A San Francisco startup (what else?) is looking to make the home-buying process much simpler, and by leveraging data to find a fair market price as soon as a house is listed, the company could have enormous sway over how homes are priced. But would a data-driven pricing scheme help prevent a new housing bubble or fuel it?
Called Opendoor, the technology business is currently buying and selling homes in Phoenix and is looking to expand into Dallas and Portland. The prospect of innovating the housing industry with digital technology has proven attractive and Opendoor has already raised over $30 million from investors.
Keith Rabois, an Opendoor cofounder and former executive at Paypal and Square, says that money will be used to triple the company’s “science data team.” By finding a reliable formula to assess home prices, the company wants to shorten the buying time (from making an offer to handing over the keys) to just three days.
“Opendoor uses public information, like historical home sales in the area, and other subjective information like curb appeal, to generate an offer after an owner inputs their address. If the seller likes the offer, they accept it and, after a home inspection confirms the seller accurately described the home’s condition, the property goes into escrow.”
The home-buying process is notoriously slow and laborious, and most homes sit on the market for three months before being purchased. During that time, it’s not uncommon for buyers to get cold feet, back out of the deal, and force the process to start all over again.
As we saw in the financial collapse of 2007, the housing market represents an enormous part of the American economy. Economist Nouriel Roubini was one of the few to write about the housing bubble before it burst.
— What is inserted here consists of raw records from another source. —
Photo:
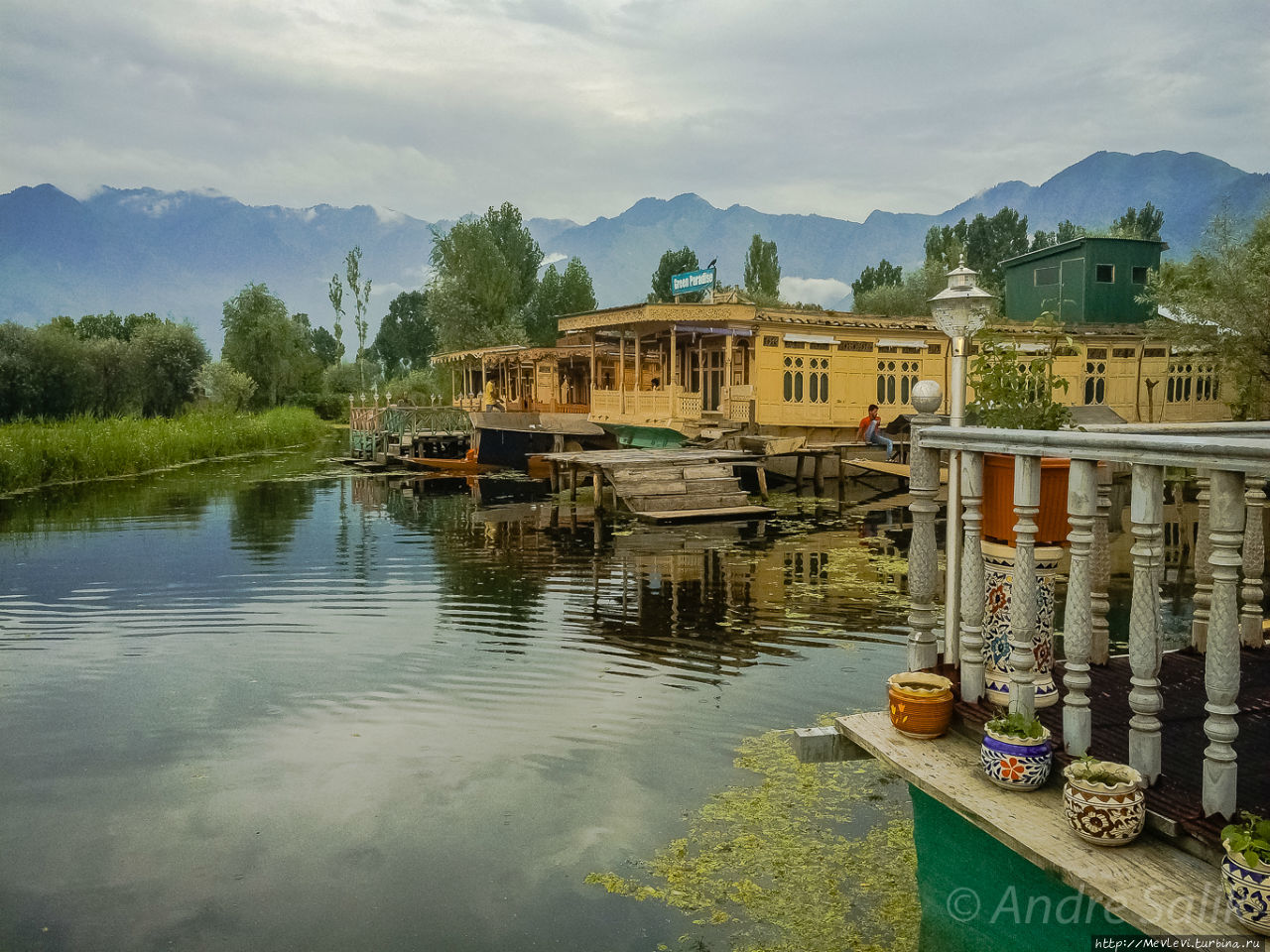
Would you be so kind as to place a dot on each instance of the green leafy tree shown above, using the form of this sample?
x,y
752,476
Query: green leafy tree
x,y
876,277
484,273
1066,231
324,345
166,358
674,263
905,299
361,291
407,336
557,295
225,388
100,326
1143,225
1014,389
762,272
134,322
984,241
263,341
335,293
1219,302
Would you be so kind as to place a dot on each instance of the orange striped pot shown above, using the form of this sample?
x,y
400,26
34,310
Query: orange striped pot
x,y
921,703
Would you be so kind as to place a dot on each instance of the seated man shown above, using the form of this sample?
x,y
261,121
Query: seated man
x,y
870,431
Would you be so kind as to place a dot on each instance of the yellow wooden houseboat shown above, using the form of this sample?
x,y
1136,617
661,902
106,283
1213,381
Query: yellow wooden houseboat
x,y
705,370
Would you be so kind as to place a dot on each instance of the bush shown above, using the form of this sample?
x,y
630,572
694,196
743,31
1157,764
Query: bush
x,y
225,388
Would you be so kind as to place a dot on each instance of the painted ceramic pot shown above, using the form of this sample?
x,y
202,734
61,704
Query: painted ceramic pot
x,y
921,703
1247,892
1016,763
1109,811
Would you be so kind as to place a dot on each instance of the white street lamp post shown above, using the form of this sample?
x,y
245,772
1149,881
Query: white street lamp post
x,y
959,312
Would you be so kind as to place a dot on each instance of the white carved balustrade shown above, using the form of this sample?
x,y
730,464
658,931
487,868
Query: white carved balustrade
x,y
1233,488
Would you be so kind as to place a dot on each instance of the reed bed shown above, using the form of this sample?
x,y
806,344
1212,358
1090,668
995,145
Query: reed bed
x,y
85,448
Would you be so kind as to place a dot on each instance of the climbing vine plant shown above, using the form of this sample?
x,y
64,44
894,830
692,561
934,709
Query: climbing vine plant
x,y
810,860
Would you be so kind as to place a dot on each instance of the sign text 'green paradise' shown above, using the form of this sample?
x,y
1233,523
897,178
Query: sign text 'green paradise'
x,y
691,281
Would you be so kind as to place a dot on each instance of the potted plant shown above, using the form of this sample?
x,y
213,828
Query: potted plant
x,y
1016,753
1103,801
1015,390
921,703
1246,871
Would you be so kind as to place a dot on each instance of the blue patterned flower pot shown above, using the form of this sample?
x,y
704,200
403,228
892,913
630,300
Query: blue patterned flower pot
x,y
1247,892
1016,763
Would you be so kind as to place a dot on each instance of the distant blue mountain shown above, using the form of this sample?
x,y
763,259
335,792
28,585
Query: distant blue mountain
x,y
183,254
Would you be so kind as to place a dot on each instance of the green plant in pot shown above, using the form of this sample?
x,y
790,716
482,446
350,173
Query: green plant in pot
x,y
1016,386
1016,753
1246,871
1103,801
1014,389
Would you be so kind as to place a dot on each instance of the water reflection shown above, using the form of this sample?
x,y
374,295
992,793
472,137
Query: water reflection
x,y
273,706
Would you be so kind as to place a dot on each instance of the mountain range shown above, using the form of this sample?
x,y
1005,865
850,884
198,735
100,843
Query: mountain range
x,y
182,254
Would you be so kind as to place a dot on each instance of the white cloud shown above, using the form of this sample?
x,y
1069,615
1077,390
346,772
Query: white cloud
x,y
574,109
821,291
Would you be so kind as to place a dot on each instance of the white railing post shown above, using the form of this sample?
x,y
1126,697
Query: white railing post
x,y
1254,562
924,485
1222,661
971,578
1082,504
1023,592
1203,566
1144,642
1100,580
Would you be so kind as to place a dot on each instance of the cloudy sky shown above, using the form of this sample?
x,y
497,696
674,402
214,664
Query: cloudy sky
x,y
578,109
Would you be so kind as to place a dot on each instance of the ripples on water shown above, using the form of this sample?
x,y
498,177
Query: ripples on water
x,y
262,706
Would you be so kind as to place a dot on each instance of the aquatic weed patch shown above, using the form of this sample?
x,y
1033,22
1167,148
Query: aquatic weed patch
x,y
811,858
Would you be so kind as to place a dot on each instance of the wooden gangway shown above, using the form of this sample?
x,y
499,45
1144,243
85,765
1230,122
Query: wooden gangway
x,y
663,485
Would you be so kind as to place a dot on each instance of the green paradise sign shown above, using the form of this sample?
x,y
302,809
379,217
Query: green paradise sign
x,y
691,281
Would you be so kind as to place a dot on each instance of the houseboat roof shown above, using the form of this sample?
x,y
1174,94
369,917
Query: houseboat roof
x,y
1064,246
703,316
527,353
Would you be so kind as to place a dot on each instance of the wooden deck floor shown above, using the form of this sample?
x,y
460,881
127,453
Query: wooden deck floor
x,y
1141,883
1175,798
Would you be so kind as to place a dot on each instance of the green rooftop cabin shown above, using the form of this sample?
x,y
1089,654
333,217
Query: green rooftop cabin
x,y
1083,281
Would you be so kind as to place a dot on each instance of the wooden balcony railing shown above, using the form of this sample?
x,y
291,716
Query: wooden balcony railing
x,y
1230,546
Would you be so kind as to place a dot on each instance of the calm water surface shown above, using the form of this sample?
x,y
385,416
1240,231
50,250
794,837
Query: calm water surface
x,y
273,706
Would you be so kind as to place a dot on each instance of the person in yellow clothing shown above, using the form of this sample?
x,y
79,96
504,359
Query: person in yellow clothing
x,y
490,400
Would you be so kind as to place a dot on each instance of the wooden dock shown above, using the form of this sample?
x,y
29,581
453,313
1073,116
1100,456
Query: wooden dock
x,y
663,485
1141,883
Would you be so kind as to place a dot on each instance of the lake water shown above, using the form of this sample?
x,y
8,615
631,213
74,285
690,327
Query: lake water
x,y
267,705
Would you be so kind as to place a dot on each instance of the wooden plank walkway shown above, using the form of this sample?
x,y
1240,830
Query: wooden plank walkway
x,y
663,485
1141,883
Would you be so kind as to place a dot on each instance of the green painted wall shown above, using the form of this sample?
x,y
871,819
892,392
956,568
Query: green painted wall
x,y
978,895
1066,280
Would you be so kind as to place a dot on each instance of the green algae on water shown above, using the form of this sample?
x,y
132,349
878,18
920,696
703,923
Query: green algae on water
x,y
812,858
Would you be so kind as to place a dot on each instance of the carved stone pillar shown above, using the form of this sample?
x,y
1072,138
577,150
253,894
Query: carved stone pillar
x,y
1222,664
1082,506
1100,571
1203,567
924,485
971,576
1023,595
1000,570
1144,639
1254,562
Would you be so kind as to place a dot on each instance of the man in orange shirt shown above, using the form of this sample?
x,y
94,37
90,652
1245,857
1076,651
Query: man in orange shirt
x,y
870,431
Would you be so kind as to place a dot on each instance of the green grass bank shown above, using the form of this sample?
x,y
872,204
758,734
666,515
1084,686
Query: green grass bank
x,y
89,448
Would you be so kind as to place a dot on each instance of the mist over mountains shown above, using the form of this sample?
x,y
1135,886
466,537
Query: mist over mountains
x,y
182,254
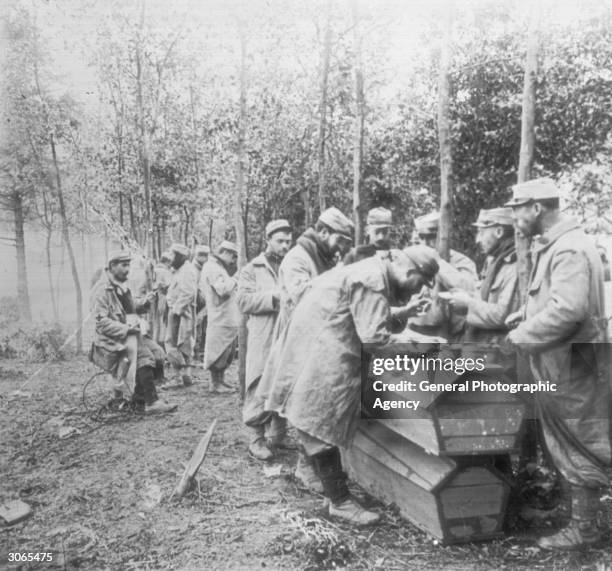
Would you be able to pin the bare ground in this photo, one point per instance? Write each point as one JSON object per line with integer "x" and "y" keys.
{"x": 100, "y": 489}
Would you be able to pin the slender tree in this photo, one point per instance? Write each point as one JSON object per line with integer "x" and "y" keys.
{"x": 359, "y": 122}
{"x": 444, "y": 139}
{"x": 238, "y": 211}
{"x": 323, "y": 80}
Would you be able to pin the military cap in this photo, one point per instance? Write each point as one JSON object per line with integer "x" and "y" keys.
{"x": 379, "y": 217}
{"x": 425, "y": 261}
{"x": 229, "y": 246}
{"x": 119, "y": 256}
{"x": 337, "y": 221}
{"x": 279, "y": 225}
{"x": 427, "y": 224}
{"x": 536, "y": 189}
{"x": 180, "y": 249}
{"x": 201, "y": 248}
{"x": 494, "y": 217}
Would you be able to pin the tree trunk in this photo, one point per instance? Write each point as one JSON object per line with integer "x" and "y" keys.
{"x": 23, "y": 296}
{"x": 66, "y": 236}
{"x": 50, "y": 275}
{"x": 359, "y": 122}
{"x": 444, "y": 140}
{"x": 529, "y": 445}
{"x": 238, "y": 217}
{"x": 325, "y": 57}
{"x": 144, "y": 145}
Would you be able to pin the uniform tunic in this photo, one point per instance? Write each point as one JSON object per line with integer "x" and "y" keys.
{"x": 223, "y": 316}
{"x": 564, "y": 334}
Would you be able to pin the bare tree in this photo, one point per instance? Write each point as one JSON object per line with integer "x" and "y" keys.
{"x": 444, "y": 140}
{"x": 238, "y": 211}
{"x": 324, "y": 75}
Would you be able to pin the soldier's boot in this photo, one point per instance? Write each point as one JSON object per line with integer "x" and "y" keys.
{"x": 258, "y": 447}
{"x": 585, "y": 526}
{"x": 216, "y": 383}
{"x": 276, "y": 433}
{"x": 186, "y": 376}
{"x": 328, "y": 466}
{"x": 306, "y": 474}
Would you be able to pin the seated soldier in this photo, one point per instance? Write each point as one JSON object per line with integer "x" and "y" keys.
{"x": 112, "y": 304}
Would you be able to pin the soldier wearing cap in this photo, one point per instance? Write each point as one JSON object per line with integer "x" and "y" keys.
{"x": 378, "y": 236}
{"x": 200, "y": 257}
{"x": 458, "y": 272}
{"x": 162, "y": 276}
{"x": 259, "y": 299}
{"x": 497, "y": 294}
{"x": 562, "y": 330}
{"x": 315, "y": 252}
{"x": 219, "y": 289}
{"x": 427, "y": 230}
{"x": 113, "y": 307}
{"x": 316, "y": 366}
{"x": 181, "y": 300}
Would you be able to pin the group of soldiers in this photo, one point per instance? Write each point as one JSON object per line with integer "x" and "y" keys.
{"x": 311, "y": 307}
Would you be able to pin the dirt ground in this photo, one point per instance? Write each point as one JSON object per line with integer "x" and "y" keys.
{"x": 100, "y": 488}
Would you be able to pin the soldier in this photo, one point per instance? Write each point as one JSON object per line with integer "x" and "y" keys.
{"x": 562, "y": 330}
{"x": 219, "y": 289}
{"x": 314, "y": 253}
{"x": 497, "y": 295}
{"x": 316, "y": 366}
{"x": 181, "y": 299}
{"x": 259, "y": 298}
{"x": 113, "y": 306}
{"x": 378, "y": 236}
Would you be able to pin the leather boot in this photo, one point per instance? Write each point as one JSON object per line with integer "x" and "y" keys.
{"x": 306, "y": 475}
{"x": 216, "y": 383}
{"x": 584, "y": 527}
{"x": 258, "y": 448}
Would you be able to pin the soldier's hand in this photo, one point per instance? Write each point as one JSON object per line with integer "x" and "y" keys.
{"x": 513, "y": 319}
{"x": 457, "y": 299}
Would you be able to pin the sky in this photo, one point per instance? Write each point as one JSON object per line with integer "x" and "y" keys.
{"x": 392, "y": 29}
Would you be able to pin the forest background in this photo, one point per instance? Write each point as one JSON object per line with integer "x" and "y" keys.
{"x": 149, "y": 122}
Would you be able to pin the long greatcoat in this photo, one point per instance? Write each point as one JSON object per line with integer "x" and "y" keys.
{"x": 258, "y": 298}
{"x": 563, "y": 333}
{"x": 295, "y": 274}
{"x": 181, "y": 300}
{"x": 486, "y": 317}
{"x": 223, "y": 316}
{"x": 315, "y": 371}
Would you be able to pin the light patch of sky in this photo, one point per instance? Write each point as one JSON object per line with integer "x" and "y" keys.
{"x": 392, "y": 27}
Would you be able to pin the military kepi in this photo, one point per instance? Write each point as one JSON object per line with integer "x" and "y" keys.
{"x": 494, "y": 217}
{"x": 379, "y": 218}
{"x": 427, "y": 224}
{"x": 229, "y": 246}
{"x": 180, "y": 249}
{"x": 533, "y": 190}
{"x": 279, "y": 225}
{"x": 118, "y": 256}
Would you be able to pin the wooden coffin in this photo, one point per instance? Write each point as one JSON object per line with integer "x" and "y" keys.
{"x": 453, "y": 501}
{"x": 462, "y": 423}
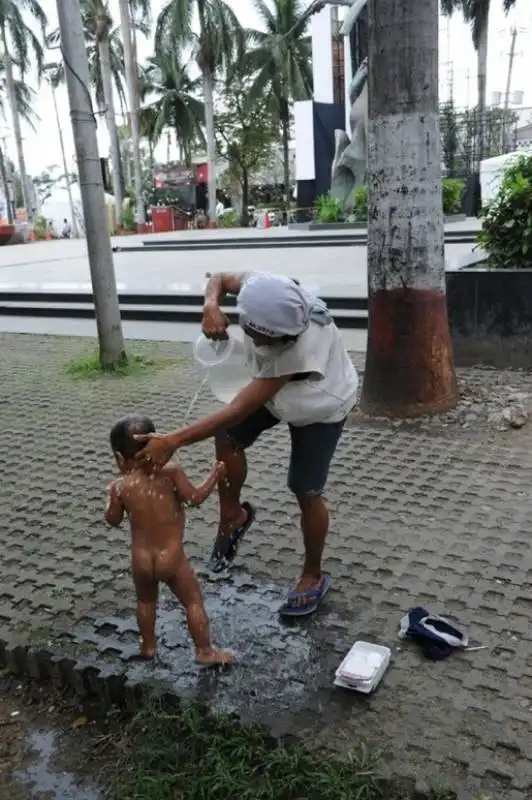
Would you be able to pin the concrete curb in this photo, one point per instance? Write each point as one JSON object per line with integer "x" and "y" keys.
{"x": 113, "y": 689}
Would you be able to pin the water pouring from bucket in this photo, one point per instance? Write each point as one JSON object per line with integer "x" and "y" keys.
{"x": 223, "y": 365}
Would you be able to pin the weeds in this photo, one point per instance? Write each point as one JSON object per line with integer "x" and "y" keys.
{"x": 88, "y": 367}
{"x": 188, "y": 754}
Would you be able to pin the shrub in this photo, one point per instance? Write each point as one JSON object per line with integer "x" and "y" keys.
{"x": 41, "y": 227}
{"x": 507, "y": 220}
{"x": 229, "y": 220}
{"x": 360, "y": 203}
{"x": 452, "y": 191}
{"x": 328, "y": 209}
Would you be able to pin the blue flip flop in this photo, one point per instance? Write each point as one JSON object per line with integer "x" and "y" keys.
{"x": 292, "y": 607}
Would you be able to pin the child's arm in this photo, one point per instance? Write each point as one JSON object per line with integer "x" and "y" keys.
{"x": 196, "y": 495}
{"x": 114, "y": 513}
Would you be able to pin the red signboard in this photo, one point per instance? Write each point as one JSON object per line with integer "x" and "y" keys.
{"x": 202, "y": 173}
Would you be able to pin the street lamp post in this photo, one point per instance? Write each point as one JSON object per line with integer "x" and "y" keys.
{"x": 52, "y": 70}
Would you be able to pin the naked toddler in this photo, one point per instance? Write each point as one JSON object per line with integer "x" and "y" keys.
{"x": 155, "y": 500}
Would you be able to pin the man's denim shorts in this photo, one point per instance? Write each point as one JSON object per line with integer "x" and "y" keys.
{"x": 313, "y": 447}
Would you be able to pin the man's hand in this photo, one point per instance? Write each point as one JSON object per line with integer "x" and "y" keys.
{"x": 215, "y": 323}
{"x": 221, "y": 470}
{"x": 159, "y": 449}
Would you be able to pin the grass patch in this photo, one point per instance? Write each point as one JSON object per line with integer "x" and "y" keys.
{"x": 188, "y": 754}
{"x": 88, "y": 367}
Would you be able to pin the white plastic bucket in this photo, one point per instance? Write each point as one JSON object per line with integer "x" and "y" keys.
{"x": 224, "y": 364}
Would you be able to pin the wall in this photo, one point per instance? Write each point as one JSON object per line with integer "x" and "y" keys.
{"x": 490, "y": 317}
{"x": 321, "y": 29}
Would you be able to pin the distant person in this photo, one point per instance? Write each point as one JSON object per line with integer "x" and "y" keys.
{"x": 66, "y": 231}
{"x": 155, "y": 501}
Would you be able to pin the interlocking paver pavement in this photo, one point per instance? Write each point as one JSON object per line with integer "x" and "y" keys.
{"x": 417, "y": 518}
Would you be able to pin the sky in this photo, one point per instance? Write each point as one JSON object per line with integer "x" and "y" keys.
{"x": 457, "y": 58}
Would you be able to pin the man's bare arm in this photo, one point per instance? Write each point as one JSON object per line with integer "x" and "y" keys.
{"x": 196, "y": 495}
{"x": 114, "y": 513}
{"x": 222, "y": 283}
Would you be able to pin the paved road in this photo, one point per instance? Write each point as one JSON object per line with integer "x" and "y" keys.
{"x": 440, "y": 518}
{"x": 63, "y": 265}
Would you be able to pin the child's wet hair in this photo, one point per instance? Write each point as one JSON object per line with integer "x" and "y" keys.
{"x": 124, "y": 431}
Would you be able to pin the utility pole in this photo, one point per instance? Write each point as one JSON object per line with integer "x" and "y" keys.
{"x": 511, "y": 57}
{"x": 53, "y": 77}
{"x": 11, "y": 188}
{"x": 5, "y": 185}
{"x": 108, "y": 322}
{"x": 134, "y": 105}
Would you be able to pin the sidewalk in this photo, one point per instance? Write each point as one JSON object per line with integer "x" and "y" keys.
{"x": 436, "y": 515}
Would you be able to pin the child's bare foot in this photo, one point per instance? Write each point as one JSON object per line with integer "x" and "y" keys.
{"x": 148, "y": 653}
{"x": 212, "y": 657}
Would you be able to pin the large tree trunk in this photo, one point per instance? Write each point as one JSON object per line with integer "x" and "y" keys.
{"x": 409, "y": 362}
{"x": 208, "y": 96}
{"x": 482, "y": 74}
{"x": 134, "y": 105}
{"x": 10, "y": 84}
{"x": 105, "y": 58}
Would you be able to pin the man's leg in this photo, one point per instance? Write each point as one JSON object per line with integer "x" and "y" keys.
{"x": 313, "y": 448}
{"x": 230, "y": 447}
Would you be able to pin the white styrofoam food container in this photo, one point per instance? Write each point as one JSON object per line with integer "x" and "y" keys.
{"x": 363, "y": 667}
As he explained in his Big Think interview, having a subjective valuation method allows everyone to live in a bubble:
The whole point about the bubble is that the price of an asset is about the fundamental value, so when there is a market failure or inefficiency … [e]verybody lives in a bubble. A U.S. consumer could spend more than their income by using their homes as an ATM machine. Politicians were happy because the economy was growing and they were getting reelected. Wall Street and The City were making gazillions of profits by creating all these toxic instruments and securitizing them. Rating agencies were making a fee out of their own things. Everybody.